Climate projections show extreme UK’s weather will become even more extreme
The latest iteration of climate projections for the UK were released in 2018, updating the set from 2009. In the early days of climate projections, users were able to examine features such as the expected rise in average temperature for a given location at a particular time of year. “But users also need an understanding of what extremes of weather will be like: What will be the maximum temperature in summer? Or how much rain will fall in the heaviest rainfall events,” added Professor Lowe. Being able to interrogate the data in this way is exceedingly important for a whole range of user groups, from the rail industry to water companies and from town planners to the energy sector.

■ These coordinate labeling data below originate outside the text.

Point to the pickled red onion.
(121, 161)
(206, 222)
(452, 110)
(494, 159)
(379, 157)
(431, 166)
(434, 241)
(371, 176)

“The UK’s set of climate projections are the best window we have on how climate change is likely to affect us out to the end of the century,” said Professor Jason Lowe OBE*, the lead for UKCP – the UK’s climate projections.
In 2019 there was a programme of additions , including a rollout of a new set of projections which examine climate extremes on a grid of 2.2km. This provides new capability to resolve the fine detail of weather extremes and predict events such as flash flooding, based on new capability to resolve the dynamics of thunderstorms.
In addition to more local detail, information is needed on uncertainties associated with future extremes, in order to support assessments of risks at the city-scale, for example. Later this week the Met Office will be releasing a further update which will add new probabilistic projections on the hottest and wettest weather extremes. Dr Simon Brown, who led this extension, explains: “This work provides a range of plausible outcomes for rare events expected on average once every 20, 50 and 100 years, for a range of emissions scenarios. This will allow planners to weigh the risk of different outcomes against the costs of adaptation.”
Ahead of the release of the data for the whole of the UK, the Met Office has released information for Exeter which shows the impact that climate change could be expected to have on the city.
Currently, in Exeter there is around a one-in-twenty chance of the city recording daily maximum temperatures exceeding 33.0 C, in a given summer. However the figures show that even with a mid-range scenario of greenhouse gas emissions (RCP4.5), this value would be more likely than not to exceed 35.0 C by 2090, while maximum temperatures of over 40.0 C cannot be completely ruled out.
The figures for rainfall extremes are also higher in the future than now. Currently, there is a likelihood that in one winter out of twenty the city will see a single day with over 45mm of rainfall, but by 2090 the same figure is nearly 50mm; around a 10 per cent increase of rainfall on the heaviest day for rain in winter. The projections show that values of around 60mm cannot be ruled out completely.
More information about UKCP is available on the Met Office’s Weather Snap podcast.
- Professor Jason Lowe, Head of Climate Services at the Met Office, is a world-leading expert in climate science. His work has been recognised in the Queen’s Birthday Honours list 2020, where he was awarded an OBE. This was announced on Saturday 10 October, 2020.